How do you find all the real and complex roots of #f(x)=x^3+x-3#?

1 Answer
May 29, 2016

Answer:

Use Cardano's method to find the Real zero:

#x_1 = 1/3(root(3)((81+3sqrt(741))/2)+root(3)((81-3sqrt(741))/2))#

and related Complex zeros.

Explanation:

The discriminant #Delta# of a general cubic in the form #ax^3+bx^2+cx+d# is given by the formula:

#Delta = b^2c^2-4ac^3-4b^3d-27a^2d^2+18abcd#

So in our example, with #a=1#, #b=0#, #c=1# and #d=-3#, we find:

#Delta = 0-4-0-243+0 = -247 < 0#

Since #Delta < 0# this cubic has one Real zero and a Complex conjugate pair of non-Real zeros.

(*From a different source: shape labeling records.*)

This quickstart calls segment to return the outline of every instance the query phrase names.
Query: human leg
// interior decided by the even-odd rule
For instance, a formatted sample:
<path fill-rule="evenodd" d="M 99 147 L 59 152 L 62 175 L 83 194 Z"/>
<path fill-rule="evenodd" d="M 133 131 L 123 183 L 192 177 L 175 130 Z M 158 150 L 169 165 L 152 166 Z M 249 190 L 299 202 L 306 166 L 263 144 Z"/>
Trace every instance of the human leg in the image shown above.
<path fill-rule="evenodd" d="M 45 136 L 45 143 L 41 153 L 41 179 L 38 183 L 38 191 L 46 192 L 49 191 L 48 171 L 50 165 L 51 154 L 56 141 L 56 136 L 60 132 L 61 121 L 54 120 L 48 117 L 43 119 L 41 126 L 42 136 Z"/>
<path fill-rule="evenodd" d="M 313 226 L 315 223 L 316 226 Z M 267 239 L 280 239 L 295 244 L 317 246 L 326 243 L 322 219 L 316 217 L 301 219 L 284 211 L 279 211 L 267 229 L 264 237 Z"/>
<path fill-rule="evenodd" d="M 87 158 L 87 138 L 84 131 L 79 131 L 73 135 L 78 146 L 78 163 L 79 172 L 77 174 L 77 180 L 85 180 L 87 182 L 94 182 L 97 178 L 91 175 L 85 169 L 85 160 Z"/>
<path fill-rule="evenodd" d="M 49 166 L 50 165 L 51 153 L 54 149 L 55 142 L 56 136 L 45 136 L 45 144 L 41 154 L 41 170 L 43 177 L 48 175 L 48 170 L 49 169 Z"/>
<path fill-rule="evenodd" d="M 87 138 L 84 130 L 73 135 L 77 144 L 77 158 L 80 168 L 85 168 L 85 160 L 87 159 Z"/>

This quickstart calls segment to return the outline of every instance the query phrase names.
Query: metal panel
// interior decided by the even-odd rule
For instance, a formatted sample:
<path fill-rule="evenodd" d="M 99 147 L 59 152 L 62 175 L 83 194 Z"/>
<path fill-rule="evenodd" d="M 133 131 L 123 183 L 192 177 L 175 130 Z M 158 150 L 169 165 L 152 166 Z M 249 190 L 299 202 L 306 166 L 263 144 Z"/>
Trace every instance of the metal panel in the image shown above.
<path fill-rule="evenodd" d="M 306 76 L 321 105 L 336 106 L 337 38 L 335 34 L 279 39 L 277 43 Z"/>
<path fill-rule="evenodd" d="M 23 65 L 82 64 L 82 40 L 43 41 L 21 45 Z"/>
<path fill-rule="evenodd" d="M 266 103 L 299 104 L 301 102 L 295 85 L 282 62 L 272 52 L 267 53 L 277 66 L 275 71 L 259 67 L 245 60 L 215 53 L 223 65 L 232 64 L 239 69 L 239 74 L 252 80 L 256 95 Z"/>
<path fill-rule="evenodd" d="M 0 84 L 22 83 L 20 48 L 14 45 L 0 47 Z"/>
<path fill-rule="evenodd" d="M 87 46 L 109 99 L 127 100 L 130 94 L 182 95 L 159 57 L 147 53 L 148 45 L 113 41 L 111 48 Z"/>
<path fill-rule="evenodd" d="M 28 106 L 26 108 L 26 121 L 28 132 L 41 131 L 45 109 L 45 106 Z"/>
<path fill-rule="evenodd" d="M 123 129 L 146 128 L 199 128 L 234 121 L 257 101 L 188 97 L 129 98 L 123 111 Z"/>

It can be solved using Cardano's method.

Let #x = u+v#

Then:

#u^3+v^3+(3uv+1)(u+v)-3 = 0#

Add the constraint #v = -1/(3u)# to eliminate the term in #(u+v)# and get:

#u^3-1/(27u^3)-3 = 0#

Multiply through by #27u^3# and rearrange a little to get:

#27(u^3)^2-81(u^3)-1 = 0#

Then use the quadratic formula to find:

#u^3 = (81+-sqrt(81^2-(4*27*-1)))/(2*27)#

#=(81+-sqrt(6561+108))/54#

#=(81+-sqrt(6669))/54#

#=(81+-3sqrt(741))/54#

Since this is Real and the derivation was symmetric in #u# and #v#m we can use one of these roots for #u^3# and the other for #v^3# to find the Real zero:

#x_1 = 1/3(root(3)((81+3sqrt(741))/2)+root(3)((81-3sqrt(741))/2))#

and Complex zeros:

#x_2 = 1/3(omega root(3)((81+3sqrt(741))/2)+omega^2 root(3)((81-3sqrt(741))/2))#

#x_3 = 1/3(omega^2 root(3)((81+3sqrt(741))/2)+omega root(3)((81-3sqrt(741))/2))#

where #omega = -1/2+sqrt(3)/2i# is the primitive Complex cube root of #1#.